Even though marijuana is banned by the international treaties and most national laws, the question whether marijuana should be legalized remains open. Marijuana abuse and dependence are highly prevalent in the United States. On one hand, this substance has important medical implications. On the other hand, the chronic and regular use of marijuana is associated with serious social problems and psychiatric disorders. The legalization of marijuana deals with a full set of related dilemmas, including those of whether it should be allowed for medical use only or recreational users as well, the users age and appropriate conditions of use – in private only or in public as well. Generally, marijuana legalization would create both good and bad effects for the society, and the magnitudes of those direct and indirect consequences are uncertain.
The potential increase in marijuana use as a result of legalization is one of the major arguments against the changes in the current legislation. On one hand, the use of mild drugs is a personal choice, and the government regulations can’t fully control it. On the other hand, the legalization of marijuana use can be perceived as a social approval, influencing the individual behaviors and increasing the risks of marijuana abuse prevalence. State medical marijuana laws are one of the most significant predictors for marijuana social and recreational use. There’s a direct relationship between the state laws and the social norms in particular groups. Therefore, legalization would inevitably contribute to transformation of societal norms and corresponding shifts in individual perceptions. Furthermore, there’s substantial amount of evidence that residents of states with medical marijuana use laws were more likely to suffer from marijuana abuse and addiction (Cerda et al., 2012, p. 24). Thus, the repressive and prohibitionist policies of the government can be saving citizens from the dangers of marijuana related diseases and injuries.
Along with the benefits resulting from the medical use of marijuana with its soothing, relaxing and appetite-boosting effects, it’s also associated with a wide range of negative implications, including those of psychiatric diseases, unemployment and withdrawal. The immediate effects of marijuana use can vary, depending on the amount and quality of the consumed substance, personal reactions and circumstances. Whereas there’s little to no evidence on the feelings caused by marijuana intoxication, there’s evidence that it is neither a stimulant nor a depressant. Unlike other drugs used for pleasure, marijuana is unique with its naturally occurring neurotransmitter. The multiple and complex interactions are oddly assorted and require further investigation, but the known effects of the psychoactive ingredients include focusing attention on sensory experience, impairing short-term memory and the ability to process complex information, enhancing appetite and making individuals more sensitive to humor. (Caulkins, Hawken, Kilmer & Kleiman, 2012, p. 6). The one-time relaxing effect of those complex interactions might be harmless. However, the chronic and regular intakes can result in physical and psychological addiction, thus having long-lasting effects and drastic consequences for the addicts’ health and psycho-social wellbeing. Importantly, along with enhanced appetite and sense of humor, under certain circumstances, marijuana intake can result in anxiety and panic attacks. Furthermore, the legalization of marijuana can increase the amount of car accidents, violent crimes and even suicides. Therefore, the side effects and potential threats of marijuana use to individuals’ health and public order pose the question of whether the benefits of legalization outweigh the possible threats.

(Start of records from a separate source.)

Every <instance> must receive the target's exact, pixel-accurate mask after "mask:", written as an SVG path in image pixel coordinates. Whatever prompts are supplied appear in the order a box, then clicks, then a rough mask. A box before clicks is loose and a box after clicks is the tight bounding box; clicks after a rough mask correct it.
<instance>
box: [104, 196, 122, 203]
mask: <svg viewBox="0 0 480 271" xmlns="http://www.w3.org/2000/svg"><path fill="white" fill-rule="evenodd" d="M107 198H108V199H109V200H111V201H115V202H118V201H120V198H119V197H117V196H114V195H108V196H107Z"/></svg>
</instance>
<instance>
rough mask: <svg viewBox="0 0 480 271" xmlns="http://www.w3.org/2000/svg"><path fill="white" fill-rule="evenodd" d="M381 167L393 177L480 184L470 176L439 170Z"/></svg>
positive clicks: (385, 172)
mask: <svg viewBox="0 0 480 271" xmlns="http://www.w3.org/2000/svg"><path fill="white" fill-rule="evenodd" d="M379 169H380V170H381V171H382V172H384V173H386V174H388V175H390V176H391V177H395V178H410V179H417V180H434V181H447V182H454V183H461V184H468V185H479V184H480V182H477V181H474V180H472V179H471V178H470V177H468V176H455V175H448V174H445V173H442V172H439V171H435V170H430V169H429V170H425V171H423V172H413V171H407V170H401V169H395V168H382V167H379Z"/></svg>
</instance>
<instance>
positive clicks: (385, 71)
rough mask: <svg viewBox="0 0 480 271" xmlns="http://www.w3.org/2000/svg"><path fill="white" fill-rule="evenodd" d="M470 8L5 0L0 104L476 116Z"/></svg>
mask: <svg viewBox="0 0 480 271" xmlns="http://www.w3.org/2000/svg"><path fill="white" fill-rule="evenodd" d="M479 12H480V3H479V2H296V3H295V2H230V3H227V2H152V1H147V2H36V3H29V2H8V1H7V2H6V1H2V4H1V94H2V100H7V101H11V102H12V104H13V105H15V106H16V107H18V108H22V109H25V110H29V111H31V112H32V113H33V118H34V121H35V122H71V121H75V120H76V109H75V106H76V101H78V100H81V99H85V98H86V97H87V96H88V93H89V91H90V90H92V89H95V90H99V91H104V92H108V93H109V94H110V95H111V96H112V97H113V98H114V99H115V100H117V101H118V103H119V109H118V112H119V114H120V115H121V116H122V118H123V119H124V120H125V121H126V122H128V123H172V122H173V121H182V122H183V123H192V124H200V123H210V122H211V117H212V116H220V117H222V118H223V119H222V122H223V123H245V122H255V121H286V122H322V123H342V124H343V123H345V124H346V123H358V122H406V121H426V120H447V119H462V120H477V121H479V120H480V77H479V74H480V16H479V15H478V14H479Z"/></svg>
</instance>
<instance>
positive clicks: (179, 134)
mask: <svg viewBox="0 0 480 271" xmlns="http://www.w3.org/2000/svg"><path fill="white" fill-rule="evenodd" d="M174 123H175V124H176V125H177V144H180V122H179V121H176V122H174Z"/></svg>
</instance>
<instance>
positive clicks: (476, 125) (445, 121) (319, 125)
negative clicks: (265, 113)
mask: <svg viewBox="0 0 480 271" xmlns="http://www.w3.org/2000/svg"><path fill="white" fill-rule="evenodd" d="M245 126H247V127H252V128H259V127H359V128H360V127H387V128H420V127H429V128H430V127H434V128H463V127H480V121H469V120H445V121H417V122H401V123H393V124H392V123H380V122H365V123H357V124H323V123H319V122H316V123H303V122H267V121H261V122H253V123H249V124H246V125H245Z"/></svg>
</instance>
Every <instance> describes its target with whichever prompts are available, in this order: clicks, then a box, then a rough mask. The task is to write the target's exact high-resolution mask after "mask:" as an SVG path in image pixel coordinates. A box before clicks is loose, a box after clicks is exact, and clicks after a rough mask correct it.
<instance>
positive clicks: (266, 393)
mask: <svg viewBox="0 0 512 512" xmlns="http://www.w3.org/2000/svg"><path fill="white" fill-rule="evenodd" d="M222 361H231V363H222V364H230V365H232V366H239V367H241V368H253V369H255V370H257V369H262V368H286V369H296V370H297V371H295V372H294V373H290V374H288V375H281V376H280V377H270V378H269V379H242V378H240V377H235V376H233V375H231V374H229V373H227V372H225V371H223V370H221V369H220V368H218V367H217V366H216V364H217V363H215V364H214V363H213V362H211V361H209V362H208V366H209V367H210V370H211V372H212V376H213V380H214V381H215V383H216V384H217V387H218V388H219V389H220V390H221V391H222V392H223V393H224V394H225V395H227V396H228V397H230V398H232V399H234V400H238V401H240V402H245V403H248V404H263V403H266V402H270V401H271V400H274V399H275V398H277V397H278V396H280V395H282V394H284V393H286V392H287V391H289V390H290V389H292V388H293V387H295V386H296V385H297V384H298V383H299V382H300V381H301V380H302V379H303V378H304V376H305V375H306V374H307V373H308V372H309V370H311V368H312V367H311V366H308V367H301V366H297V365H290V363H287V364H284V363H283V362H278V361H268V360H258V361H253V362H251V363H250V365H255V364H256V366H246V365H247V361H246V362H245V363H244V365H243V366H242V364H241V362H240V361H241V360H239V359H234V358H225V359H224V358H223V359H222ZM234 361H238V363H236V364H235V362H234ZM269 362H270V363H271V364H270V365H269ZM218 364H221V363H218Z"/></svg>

The major arguments in favor of marijuana legalization include the opportunities of improved control of production, distribution and access and tax money which could be officially raised. These initiatives are expected to take the criminal element out from the marijuana distribution patterns. Provided that all potential users would give preference to official distributors, the black market might gradually reduce and even disappear in the end. At the same time, understanding the scale of the market and the processes taking place in it would make it easier to control the negative consequences, establish the rehabilitation programs for the addicts and raising the public awareness of the potential threats and negative effects of marijuana use and especially abuse. The state-run monopoly on marijuana might help tightly control the quality, price, availability and access to substance. However, the state-run monopoly does not guarantee the absence of the black market. Under certain conditions, the black market can be bigger than the black market in other spheres, such as alcohol, as well as compared to the market in the pre-legalization period (Fisher, 2006, p. 48). In other words, legalization and total state control of the marijuana distribution might have reverse effects of easier access of the criminals to substance and following distribution on black market.
Even though the legalization of marijuana healthcare use might solve a number of problems through better control of quality and distribution, the changes in the current legislation might have the reverse effects at the same time. Thus, the legal approval might change the societal attitudes towards marijuana use, increasing the number of users and leading to more instances of abuse and addiction. Further research of the potential effects and hazards of marijuana use is necessary for making viable decisions as to this mild drug legalization and the following patterns for controlling its production and sales.
Caulkins, J., Hawken, A., Kilmer, B. & Kleiman, M. (2012) Marijuana legalization: What everyone needs to know. Oxford University Press: New York: NY.
Cerda, M. (2012). Medical marijuana laws in 50 states: investigating the relationship between state legalization of medical marijuana and marijuana use, abuse and dependence. Drug Alcohol Dep., 120(1 – 3): 22 – 27.
Fisher, G. (2006). Rethinking our war on drugs: Candid talk about controversial issues. Praeger Publishers: Boston, MA.